3. Optional: include alias declarations
The --alias flag replaces field names with shorter tokens in the projection. Each alias is written as FIELD=ALIAS:
sdif ai plan.sdif --alias status=s --alias priority=p
The resulting projection records the alias mapping so the reversal step can expand them back. Use aliases when field names are long and appear many times across tables or relations.
4. Save to a file
Redirect stdout to write the projection alongside the source document:
sdif ai plan.sdif > plan.sdif.ai
By convention, AI projections use the .sdif.ai extension and live next to the source file they were derived from.
5. Reverse the projection back to canonical SDIF
sdif from-ai plan.sdif.ai
This expands grouped relations back to flat form, substitutes any aliases with their original field names, and emits canonical SDIF to stdout. The result is semantically equivalent to running sdif canon on the original source.
To save it:
sdif from-ai plan.sdif.ai > plan.recovered.sdif
6. Verify round-trip fidelity with hashes
The hash of the canonical source and the hash of the recovered document should match. Use sdif hash to confirm:
sdif hash plan.sdif --schema schemas/plan.schema.sdif
# sha256:a3f1c2d8...
sdif from-ai plan.sdif.ai | sdif hash /dev/stdin
# sha256:a3f1c2d8...
Matching hashes confirm that no semantic content was lost in the projection and reversal.

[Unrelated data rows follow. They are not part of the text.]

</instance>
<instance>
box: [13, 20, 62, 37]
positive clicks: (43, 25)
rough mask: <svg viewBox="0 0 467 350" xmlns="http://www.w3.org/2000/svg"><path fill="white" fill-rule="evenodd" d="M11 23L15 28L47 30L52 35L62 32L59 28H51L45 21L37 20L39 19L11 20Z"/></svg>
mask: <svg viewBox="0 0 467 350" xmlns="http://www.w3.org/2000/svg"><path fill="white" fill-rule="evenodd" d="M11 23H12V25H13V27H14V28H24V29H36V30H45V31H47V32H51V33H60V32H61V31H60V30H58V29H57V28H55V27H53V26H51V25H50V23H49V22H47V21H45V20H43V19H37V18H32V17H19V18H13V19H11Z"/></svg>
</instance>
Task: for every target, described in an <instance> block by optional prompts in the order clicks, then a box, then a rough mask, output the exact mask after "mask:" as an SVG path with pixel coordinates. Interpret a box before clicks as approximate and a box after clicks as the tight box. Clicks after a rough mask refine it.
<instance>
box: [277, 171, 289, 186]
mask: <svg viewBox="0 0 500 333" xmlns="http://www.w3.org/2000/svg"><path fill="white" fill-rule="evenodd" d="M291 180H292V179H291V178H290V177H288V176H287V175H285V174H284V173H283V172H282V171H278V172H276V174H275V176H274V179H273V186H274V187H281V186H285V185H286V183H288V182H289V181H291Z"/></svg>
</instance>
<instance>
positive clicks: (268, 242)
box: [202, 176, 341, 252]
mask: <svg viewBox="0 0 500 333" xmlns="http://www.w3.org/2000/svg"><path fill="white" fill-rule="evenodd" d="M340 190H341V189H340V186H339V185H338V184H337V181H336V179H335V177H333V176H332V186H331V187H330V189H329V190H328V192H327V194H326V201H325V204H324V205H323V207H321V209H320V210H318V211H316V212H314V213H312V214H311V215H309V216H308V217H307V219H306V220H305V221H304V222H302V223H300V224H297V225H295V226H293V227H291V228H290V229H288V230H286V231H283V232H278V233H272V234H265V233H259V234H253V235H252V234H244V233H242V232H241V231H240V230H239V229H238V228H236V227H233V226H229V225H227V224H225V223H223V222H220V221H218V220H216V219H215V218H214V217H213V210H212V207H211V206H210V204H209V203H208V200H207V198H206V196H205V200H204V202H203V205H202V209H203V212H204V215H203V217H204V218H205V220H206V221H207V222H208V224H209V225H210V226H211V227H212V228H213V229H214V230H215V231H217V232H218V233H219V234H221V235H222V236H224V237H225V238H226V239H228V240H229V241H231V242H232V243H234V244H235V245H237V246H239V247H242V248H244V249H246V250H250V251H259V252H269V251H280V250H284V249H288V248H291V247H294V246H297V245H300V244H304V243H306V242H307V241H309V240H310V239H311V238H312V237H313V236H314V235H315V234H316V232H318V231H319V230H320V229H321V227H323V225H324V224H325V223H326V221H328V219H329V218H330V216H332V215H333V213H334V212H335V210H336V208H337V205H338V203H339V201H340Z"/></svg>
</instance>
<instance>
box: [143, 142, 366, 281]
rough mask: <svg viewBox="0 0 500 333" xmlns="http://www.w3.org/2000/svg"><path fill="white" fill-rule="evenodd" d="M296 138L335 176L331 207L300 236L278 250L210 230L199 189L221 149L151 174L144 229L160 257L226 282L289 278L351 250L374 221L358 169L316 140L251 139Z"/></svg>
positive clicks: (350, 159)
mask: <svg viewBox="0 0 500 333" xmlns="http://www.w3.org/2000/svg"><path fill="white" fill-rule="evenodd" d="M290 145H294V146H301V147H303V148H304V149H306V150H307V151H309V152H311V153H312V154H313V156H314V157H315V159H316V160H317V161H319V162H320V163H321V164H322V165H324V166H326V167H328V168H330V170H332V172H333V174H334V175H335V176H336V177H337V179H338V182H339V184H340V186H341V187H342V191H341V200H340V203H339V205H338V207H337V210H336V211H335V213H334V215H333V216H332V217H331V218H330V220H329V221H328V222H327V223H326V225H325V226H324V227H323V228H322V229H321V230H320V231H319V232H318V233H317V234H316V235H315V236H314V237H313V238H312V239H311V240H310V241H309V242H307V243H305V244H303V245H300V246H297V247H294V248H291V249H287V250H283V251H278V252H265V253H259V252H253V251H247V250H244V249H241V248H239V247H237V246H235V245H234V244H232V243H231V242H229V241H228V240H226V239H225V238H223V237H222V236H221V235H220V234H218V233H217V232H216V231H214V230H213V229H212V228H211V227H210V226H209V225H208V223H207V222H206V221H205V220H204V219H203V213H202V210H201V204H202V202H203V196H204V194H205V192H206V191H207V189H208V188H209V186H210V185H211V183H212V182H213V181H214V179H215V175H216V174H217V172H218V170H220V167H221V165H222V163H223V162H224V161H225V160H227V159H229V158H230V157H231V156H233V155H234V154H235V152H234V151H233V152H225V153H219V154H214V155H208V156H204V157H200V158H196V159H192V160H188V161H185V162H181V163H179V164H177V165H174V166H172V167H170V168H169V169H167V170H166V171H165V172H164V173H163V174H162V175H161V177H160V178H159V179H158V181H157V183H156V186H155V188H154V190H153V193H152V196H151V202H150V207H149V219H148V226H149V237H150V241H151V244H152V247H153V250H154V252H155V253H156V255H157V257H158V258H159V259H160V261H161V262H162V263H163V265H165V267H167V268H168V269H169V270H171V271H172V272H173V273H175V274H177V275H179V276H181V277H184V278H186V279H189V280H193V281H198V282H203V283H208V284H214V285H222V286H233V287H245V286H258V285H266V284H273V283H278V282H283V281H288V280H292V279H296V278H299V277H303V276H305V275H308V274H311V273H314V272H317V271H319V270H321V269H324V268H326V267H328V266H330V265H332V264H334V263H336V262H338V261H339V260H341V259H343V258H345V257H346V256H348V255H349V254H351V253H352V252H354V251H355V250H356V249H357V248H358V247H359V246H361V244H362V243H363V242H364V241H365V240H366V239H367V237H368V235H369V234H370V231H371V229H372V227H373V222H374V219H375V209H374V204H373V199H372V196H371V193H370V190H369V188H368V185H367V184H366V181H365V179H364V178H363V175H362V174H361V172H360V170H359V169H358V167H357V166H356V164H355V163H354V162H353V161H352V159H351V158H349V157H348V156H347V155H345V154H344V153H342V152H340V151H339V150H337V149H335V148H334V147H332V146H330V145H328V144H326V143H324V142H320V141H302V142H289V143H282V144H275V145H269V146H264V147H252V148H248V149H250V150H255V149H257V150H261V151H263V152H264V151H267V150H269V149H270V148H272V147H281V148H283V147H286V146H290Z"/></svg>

7. What the AI projection preserves and what it does not
| Preserved | Not preserved |
|---|---|
| All field values | Source comments |
| All table rows and columns | Source whitespace and formatting |
| All relations (subject, predicate, object) | Original field ordering if aliases are renamed |
| Enum values and identifiers |
The projection is optimized for model context windows, not for human editing. Always treat the source .sdif as the authoritative record and regenerate the projection from it when the source changes.
8. When to use AI projections
- Passing structured SDIF data to a language model where token budget is constrained
- Reducing repeated field names in documents with wide tables or many relations
- Providing a model with a compact view of a document while keeping the source as ground truth
For a quick token count of any file without generating a full projection, use:
sdif tokens plan.sdif
This reports byte size and estimated token count for the source document without producing a .sdif.ai file.